On 04/22/2014 11:03 AM, monarch_dodra wrote:

> On Tuesday, 22 April 2014 at 17:31:22 UTC, Ali Çehreli wrote:
>> I opened the following bug before reading reduce's documentation
>> carefully:
>>
>>   https://issues.dlang.org/show_bug.cgi?id=12610
>>
>> import std.stdio;
>> import std.algorithm;
>>
>> void main()
>> {
>>     int[] arr = [ 0 ];
>>
>>     int[1] seed;
>>     int[] result = reduce!((sum, _) => sum[])(seed, arr);
>>
>>     writefln("%s", result);
>> }
>>
>> The output is garbage like [373728176].
>>
>> Note that the original seed is a value type, which is later sliced by
>> the lambda.
>>
>> Now I think that it can be considered a user error.

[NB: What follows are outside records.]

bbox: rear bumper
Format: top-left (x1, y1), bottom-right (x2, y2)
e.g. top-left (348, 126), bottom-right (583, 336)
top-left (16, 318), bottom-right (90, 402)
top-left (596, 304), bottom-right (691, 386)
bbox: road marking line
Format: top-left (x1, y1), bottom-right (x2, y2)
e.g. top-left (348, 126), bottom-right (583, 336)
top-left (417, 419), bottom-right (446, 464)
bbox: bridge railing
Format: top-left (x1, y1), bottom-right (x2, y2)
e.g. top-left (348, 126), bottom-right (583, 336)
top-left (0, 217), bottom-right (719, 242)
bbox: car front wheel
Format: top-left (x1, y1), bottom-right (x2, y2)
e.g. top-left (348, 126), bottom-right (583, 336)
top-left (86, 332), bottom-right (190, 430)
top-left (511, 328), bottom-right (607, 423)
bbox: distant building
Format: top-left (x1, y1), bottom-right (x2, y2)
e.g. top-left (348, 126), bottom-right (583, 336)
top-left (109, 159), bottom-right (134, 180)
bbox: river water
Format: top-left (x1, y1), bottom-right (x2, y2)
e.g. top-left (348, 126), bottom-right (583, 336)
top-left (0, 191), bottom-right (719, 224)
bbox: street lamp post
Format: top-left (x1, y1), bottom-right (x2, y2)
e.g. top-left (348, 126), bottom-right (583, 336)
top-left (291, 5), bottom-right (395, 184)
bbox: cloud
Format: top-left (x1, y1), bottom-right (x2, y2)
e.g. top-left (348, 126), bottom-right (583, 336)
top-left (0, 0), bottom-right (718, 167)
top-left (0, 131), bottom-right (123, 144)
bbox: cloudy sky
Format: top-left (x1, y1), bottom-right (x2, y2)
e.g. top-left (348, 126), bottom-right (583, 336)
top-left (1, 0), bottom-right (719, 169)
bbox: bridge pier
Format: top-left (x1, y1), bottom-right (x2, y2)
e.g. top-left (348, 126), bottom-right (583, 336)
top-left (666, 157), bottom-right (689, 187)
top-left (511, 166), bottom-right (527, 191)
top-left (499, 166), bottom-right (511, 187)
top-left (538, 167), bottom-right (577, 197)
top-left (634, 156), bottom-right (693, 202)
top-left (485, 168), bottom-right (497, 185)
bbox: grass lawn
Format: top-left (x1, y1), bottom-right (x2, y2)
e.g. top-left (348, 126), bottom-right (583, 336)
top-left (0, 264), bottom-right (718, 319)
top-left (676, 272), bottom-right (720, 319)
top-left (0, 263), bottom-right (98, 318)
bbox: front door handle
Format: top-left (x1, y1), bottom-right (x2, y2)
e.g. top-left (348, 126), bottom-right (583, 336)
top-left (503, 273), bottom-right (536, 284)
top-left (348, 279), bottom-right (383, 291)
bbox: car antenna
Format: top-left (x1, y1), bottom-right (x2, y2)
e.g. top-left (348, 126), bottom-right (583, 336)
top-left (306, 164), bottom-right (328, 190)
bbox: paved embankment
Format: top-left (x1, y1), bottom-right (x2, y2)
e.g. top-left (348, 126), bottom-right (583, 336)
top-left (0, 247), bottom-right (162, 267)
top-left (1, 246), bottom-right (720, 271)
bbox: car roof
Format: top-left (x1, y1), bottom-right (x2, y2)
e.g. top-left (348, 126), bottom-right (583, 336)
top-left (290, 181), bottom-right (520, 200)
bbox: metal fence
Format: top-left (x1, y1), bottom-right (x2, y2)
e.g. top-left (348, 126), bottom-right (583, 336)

Do you agree whit
>> that? If so, this is something else we should be careful about similar
>> to the internal buffer of byLine.
>>
>> Ali
>
> I see one user bug,

Let this thread be a lesson to me (and other mortals) then.

> and one language bug, but no library issues.
>
> The user bug is the lambda, that returns a reference to a local
> ("sum[]"). That said, I do believe the compiler should be able to catch
> think.
>
> The "int[] reduce...", however, I think is a outright language issue.
> Implicilty calling opSlice on a static array is one thing, but doing it
> on an rvalue is an outright aberration. The code should be rejected no
> questions asked.

I don't think there is slicing an rvalue though. (?) reduce() is taking a copy of the seed and then returning a slice to it because the user slices it in their lambda. It effectively does the following, which unfortunately compiles:

int[] foo()
{
    int[1] sum;
    return sum[];    // <-- no warning
}

void main()
{
    int[] result = foo();
}

The code would be safe if the user gave a slice to reduce(). This brings up another concern though: Template authors must watch out for cases like the above. There would be cases where we shouldn't simply take a copy of a T object and return it.